So it is, and readable too. To top it all, Fourest was offering the English translation to publishers as IS was preparing to attack Paris. Its topicality was beyond doubt. Publishers normally want topical books, but their refusal to publish Fourest shows that you can be too topical, particularly if your topicality incites a paranoid fear in a publisher’s mind that men in balaclavas might burst into his offices. All the cries of “Je suis Charlie” have turned out to be so many lies, as they were always going to be. The murder of Charlie Hebdo’s journalists reinforced the silent determination of every editor and publisher in the West that Charlie was the last thing they were going to be.
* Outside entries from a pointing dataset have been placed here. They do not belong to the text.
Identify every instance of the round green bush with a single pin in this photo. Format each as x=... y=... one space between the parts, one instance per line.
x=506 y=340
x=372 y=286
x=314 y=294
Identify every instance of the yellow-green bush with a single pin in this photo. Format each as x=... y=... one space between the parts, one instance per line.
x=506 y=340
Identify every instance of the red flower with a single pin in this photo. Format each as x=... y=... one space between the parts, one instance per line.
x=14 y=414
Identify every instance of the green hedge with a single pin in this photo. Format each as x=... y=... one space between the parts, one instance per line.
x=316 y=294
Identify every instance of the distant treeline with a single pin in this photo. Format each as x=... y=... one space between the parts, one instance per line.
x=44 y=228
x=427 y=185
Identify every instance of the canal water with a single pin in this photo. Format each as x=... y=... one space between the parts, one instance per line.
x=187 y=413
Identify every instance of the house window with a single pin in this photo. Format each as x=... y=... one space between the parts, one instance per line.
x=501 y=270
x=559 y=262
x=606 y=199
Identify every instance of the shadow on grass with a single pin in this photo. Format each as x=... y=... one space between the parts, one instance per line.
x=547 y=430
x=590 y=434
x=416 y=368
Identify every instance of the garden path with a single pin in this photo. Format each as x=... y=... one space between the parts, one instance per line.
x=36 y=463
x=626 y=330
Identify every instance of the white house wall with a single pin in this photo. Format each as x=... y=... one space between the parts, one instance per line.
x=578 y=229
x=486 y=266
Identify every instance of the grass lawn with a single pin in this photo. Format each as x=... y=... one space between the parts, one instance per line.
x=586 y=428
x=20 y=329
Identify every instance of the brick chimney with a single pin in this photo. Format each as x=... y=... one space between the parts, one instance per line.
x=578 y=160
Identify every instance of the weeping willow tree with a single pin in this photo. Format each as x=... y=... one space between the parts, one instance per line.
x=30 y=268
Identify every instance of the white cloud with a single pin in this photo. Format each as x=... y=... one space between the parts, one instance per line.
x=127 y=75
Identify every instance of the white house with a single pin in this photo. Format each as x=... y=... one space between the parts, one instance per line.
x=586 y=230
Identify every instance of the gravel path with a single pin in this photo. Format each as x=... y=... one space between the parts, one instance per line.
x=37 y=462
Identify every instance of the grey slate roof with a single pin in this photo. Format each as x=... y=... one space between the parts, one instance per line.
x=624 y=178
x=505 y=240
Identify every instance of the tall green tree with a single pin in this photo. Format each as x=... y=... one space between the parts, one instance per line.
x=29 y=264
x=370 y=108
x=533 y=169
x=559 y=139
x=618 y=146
In Praise of Blasphemy is now available as an ebook on Amazon. This is an important book because it goes to the heart of a distinction between anti-Muslim bigotry and Islamophobia that hypocrites who pose as anti-racists and religious sectarians who want to protect their oppressive theology from criticism have deliberately blurred.
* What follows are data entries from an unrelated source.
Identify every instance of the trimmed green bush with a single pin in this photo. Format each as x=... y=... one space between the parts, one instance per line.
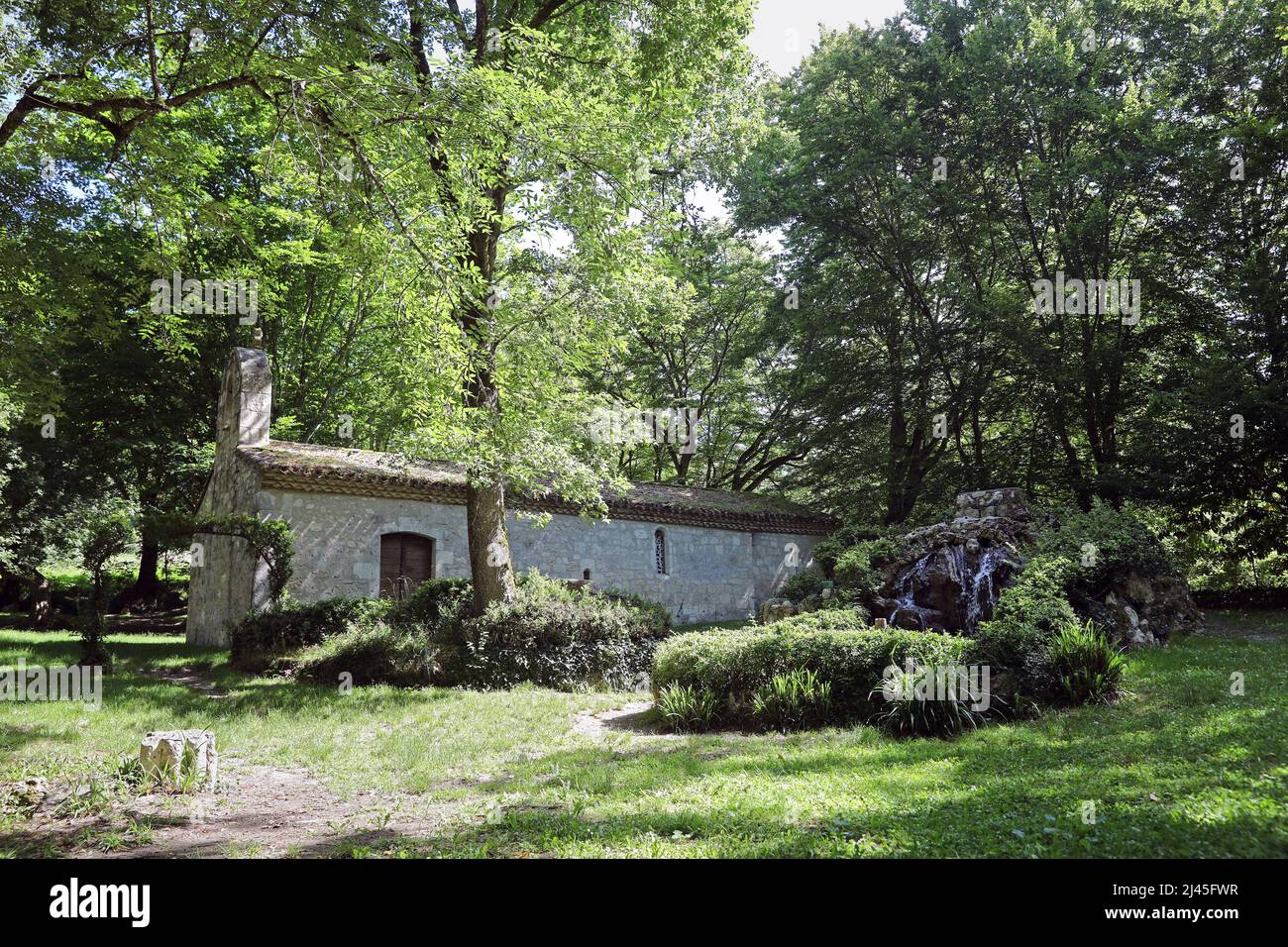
x=1086 y=663
x=835 y=646
x=1117 y=543
x=655 y=615
x=433 y=602
x=258 y=641
x=377 y=654
x=552 y=635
Anti-Muslim bigotry must be fought, as must the denial on the Right that anti-Muslim bigotry even exists. If contemporary culture just asked us to fight it, I would not have a difficulty. Instead, it asks us to bite our tongues and mute our criticism of religious belief or risk being accused of Islamophobia.

After Islamists murdered the staff of Charlie Hebdo, elements of the British and American intelligentsia sank lower than even the severest critics imagined possible as they failed to insist on the distinction. They talked as if the cartoonists were the real criminals and the Islamists their victims. I remember sitting at King’s College London and listening as an academic — not some spotty student with hormones for brains, but a tenured professor with pretensions to intellectual integrity — explained that a Hebdo cartoon of Boko Haram’s captured sex slaves demanding benefits was racist. I pointed out that it was perfectly obvious to anyone who could read French that Hebdo was satirising French conservatives so lost in racist fears they imagined enslaved Nigerian women were threatening to come to France and steal their taxes. He would not retract. Because Hebdo criticised religious extremism it had to be racist. No other explanation was acceptable to him or to most of the multicultural Left.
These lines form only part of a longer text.